(Texte réécrit en 2022. Parce que si le ridicule ne tue pas la première fois, pourquoi changerait-il d’avis à la seconde ?)
J’avais expliqué dans la version précédente de cette pseudo-critique que The Visit était probablement le meilleur film d’horreur grand public des années 2010, que les acteurs étaient adorables, que les grands-parents étaient abominables et que le film, marquant le retour de Shyamalan, était emprunt d’une sensibilité toute à lui entre ce chassé croisé dramatique au cœur duquel le personnage de Kathryn Hahn subit un contrecoup de regrets dévastateur.
Seulement, à part en tirer cette description de fanboy un peu pompeuse, j’avais omis en regardant le film de me laisser aller aux véritables signes qu’il pouvait intimer. Ces signes qui lorsqu’on retrouve quelqu’un qu’on avait perdu de vue, comme ici Shyamalan et le spectateur reprenant contact, se manifestent toujours avec timidité, une certaine imperceptibilité et une incommensurable subjectivité. Car quand Shyamalan nous rend visite, il ne faut pas oublier de faire ce que l’on pensera être l’autre moitié du chemin.

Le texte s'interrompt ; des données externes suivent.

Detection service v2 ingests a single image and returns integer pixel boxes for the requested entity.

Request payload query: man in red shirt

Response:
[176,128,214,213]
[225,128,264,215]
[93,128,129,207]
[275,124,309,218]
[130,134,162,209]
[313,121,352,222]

Il n’est donc ici qu’affaire de théorie personnelle. A partir d’un fil d’ariane d’abord fantasmé au début d’un énième revisionnage et qui semble se confirmer avec la toute fin du film. Car une fois l’affaire conclue, un encart apparait, inséré dans le montage par Becca, cette jeune Kubrick en herbe, pour nous indiquer que la chanson qui suit lui a été imposée par son frère, rappeur-comique en herbe. Cet encart ne délivre pas de clé magique, en ce qu’il ne fait qu’introduire la séquence qui le suit, mais dans la forme il nous apprend et confirme une chose très importante. Que le montage du film que nous venons de voir est l’œuvre de Becca. Dans la fiction elle réalise le film. Cela semblait évident, mais pour l’avancer il faut le signe qui le confirme. A partir de là, Becca a monté le film de sa séquestration, avec son frère, par des meurtriers que l’on voit vaquer à leurs folies non passagères, où elle filmera subrepticement les cadavres en décomposition de ses grands-parents et toutes autres péripéties traumatisantes.
Seulement, le film ne s’inscrit pas dans la veine fantastique (Incassable et consorts) ou même fantasque (la série Servant) que l’on connaît de Shyamalan. Le film est dans un environnement fictionnel complètement réaliste. A partir de là, s’imaginer que Becca ait pu, malgré les évènements, monter un tel film de son drame, est une aberration. Pour de nombreuses raisons, les images ne seraient plus en sa possession mais saisies par les autorités, pour mener l’enquête qui découlerait de l’arrivée de la police, et comment pourrait-elle elle-même avoir le courage émotionnel de se confronter à ses images sur une table de montage.
Si l’on part du principe que Shyamalan œuvre un tant soit peu à être vraisemblable dans ce film alors le film intradiégétique réalisé par Becca est aussi une pure fiction sous forme de faux found-footage. Une fiction dans la fiction. Le film The Visit mettrait alors en scène la film mis en scène par une apprentie réalisatrice pleine de talents.
Une telle mise en abîme offre ce que je trouve être une perspective intéressante au film. Avec une enfant qui n’est plus victime d’un fait divers mais chef d’orchestre de sa créativité, de ses références au cinéma et de la ludicité de sa mise en scène. Tout en servant d’excuse à Shyamalan pour délester par cette astuce de la fiction certains gros sabots qu’il s’autorise à enfiler pour singer cette petite tête blonde réalisatrice moins accomplie, plus baroque. Et le revers est d’autant plus ironique que Blumhouse produit alors un faux film d’horreur. D’ailleurs Shyamalan n’est déjà plus dans la roue de Jason Blum (même s’il en aura profité pendant deux autres films, Split et Glass), ayant repris son indépendance, pour le film Old, avec sa seule société de production Blinding Edge Pictures.